M. Patrick Lussi (UDC). Merci, Monsieur le président. Il reste également l'amendement de l'Union démocratique du centre sur cet alinéa 2, nouvelle teneur. Je crois que les choses doivent être claires et, en trente secondes - le temps est compté - je dirai que l'Union démocratique du centre modifie la teneur de cet alinéa simplement en se basant sur l'expérience. En effet, on a vu que, lorsqu'on commence à inscrire trop de catégories différentes dans une loi sur la police, on aboutit à des catastrophes, à des hiatus, et l'histoire récente le démontre.
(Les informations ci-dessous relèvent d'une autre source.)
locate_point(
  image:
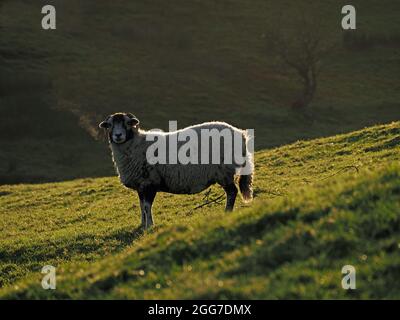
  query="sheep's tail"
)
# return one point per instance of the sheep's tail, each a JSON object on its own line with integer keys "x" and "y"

Par conséquent - et ce n'est ni par défi, ni par mépris ou quoi que ce soit - nous pensons qu'il n'est pas judicieux de mettre les ASP 3 dans les effectifs de police, c'est pourquoi non seulement nous modifions le libellé de l'alinéa 2, mais nous essayons de plus de parvenir à un ratio correct, qui est de 32 postes pour 10 000 habitants. L'abrogation de cet alinéa 2 ne nous convient donc pas car, si c'est pour le remettre après, nous préférons passer directement à un amendement portant sur les termes, dans lequel on ne parle que des effectifs de policiers avec un ratio. Et en ce qui concerne l'Union démocratique du centre, je ne dirai pas qu'il nous semble périlleux, mais il nous semble en tout cas difficile, pour une compréhension générale, que les effectifs ne soient pas indiqués quelque part dans la loi. On est passé d'un nombre fixe - pour lequel on avait jusqu'à présent une souplesse d'application de 10% - à un ratio; qu'on discute sur le ratio, je suis tout à fait d'accord, et on s'y ralliera, mais le supprimer me paraît être une erreur.

M. François Baertschi (MCG), rapporteur de deuxième minorité. Pour nous, Mouvement Citoyens Genevois, l'essentiel est d'avoir un nombre de policiers suffisant et important pour assurer la sécurité dans notre canton. Cet effort-là, qui est important, nous voulons le faire à tout prix, c'est d'ailleurs pour cela que nous avons déposé un amendement visant à supprimer du calcul les ASP 3, qui seront donc présents de manière supplémentaire. Mais à côté de cela nous maintenons bien évidemment notre premier amendement, qui consiste à biffer l'alinéa 2, pour une raison très simple: je crois qu'il y a des responsabilités qui doivent être celles du gouvernement et du parlement, et c'est à nous tous de les assumer; il ne s'agit pas d'avoir une sorte de béquille qui nous indique que l'on est obligé de faire ceci ou cela. En ce qui nous concerne, notre ligne est claire, c'est plus de policiers et plus de sécurité dans notre canton; c'est un élément incontournable sur lequel nous ne transigerons pas. Je vous demande donc de suivre cet amendement que nous maintenons de toute manière.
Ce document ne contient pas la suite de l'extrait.